In Chapter 12, Karakanta, Przybyl and Teich explore variation in translation with probabilistic language models in a strenuous effort to show features of translationese and interpretese by which translation can be distinguished from comparable original texts and speech from English to German and English to Spanish. By using relative entropy methods of model quality assessment and visualisation with word clouds and using the EuroParl family corpus, the analysis signifies fundamental differences in typical words between original and non-originals as well as translation modes at the lexical and grammatical levels. Moreover, they profess that their approach “is not biased towards particular linguistic features” (p. 318-319). Written by Graen and Volk, Chapter 13 sheds light on binomial adverbs in Germanic and Romance languages.
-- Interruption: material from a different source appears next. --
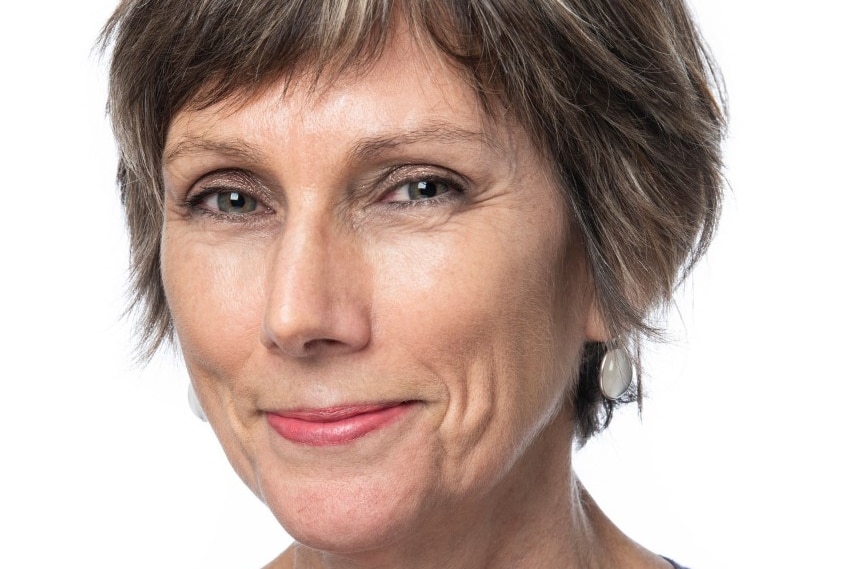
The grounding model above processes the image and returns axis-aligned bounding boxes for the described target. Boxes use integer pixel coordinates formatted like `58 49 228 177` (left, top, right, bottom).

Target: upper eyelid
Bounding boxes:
377 164 471 194
186 169 273 202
They circumscribe their study to binomials, which are co-ordinations of two adverbial constituents. The authors use a small manually annotated corpus to reach an overview as well as a large and tagged corpus in 16 languages for their large-scale analysis. They conclude that automatic ranking is a good and reliable way to identify the binomials.

This invaluable book deserves appreciation for many reasons. First and foremost, it presents cutting edge advances and technologies in Corpus Linguistics and Translation Studies with a designated focus on tools in the digital age. Indeed, it contributes to the existing literature and provides the reader with invaluable information about corpora and translation, both theoretically and technologically. Moreover, the authors of this stimulating book have been successful in concretising their full-fledged efforts in consolidating a lineup of high profile and eminent researchers from a wide range of geographical contexts to write chapters, running the gamut from corpus resource tools to coming of age corpus-based studies and explorations in the digital age. In the same degree, one is struck by the pleasant equilibrium shaped between theory and practice across the book as the ensemble of chapters constitute a unified whole with curated and skillfully designed topics written by expert researchers. In addition, kudos must be given to the quality of the print, which makes the book at hand an enjoyable one to read.

For all its particular strengths, this outstanding book is not devoid of draconian shortcomings. One criticism to level concerns the definition of comparable corpora. The authors endorse the claim that comparable corpora have to be subsumed under the category of multi and/or bilingual corpora (p. 3). This definition is correct to some extent, but not complete. It must be mentioned that comparable corpora can be either monolingual, bilingual or multilingual (Dash and Arulmozi 2018). Another downside of the book are some typos detected in the introduction. It claims to be a highly advanced and vigorously edited book, so one should not see typos of two repetitions of words such as “which uses a uses a” (p. 9). Another contentious issue to level is the definition of intermodal corpora (p. 32). It seems that the author has mistaken intermodal corpora for multidirectional parallel corpora. By definition, a multidirectional parallel corpus is a collection of parallel texts that allows for translation between multiple languages (McEnery and Xiao 2007). However, intermodal corpora contain texts of different modes including written (translation) and spoken (interpretation). The authors of the first chapter have been seemingly confused in their definitions.

These shortcomings will not detract from the positive points of this book. Although this skillfully designed book is a sound guide to the field and the competent reader will find it constructive to read from cover to cover, its content has been designed in such a way that the novice reader will not be able to garner much benefit. As a result, this book is a good fit for the college minded and seasoned readers, and will not create a wide-ranging readership.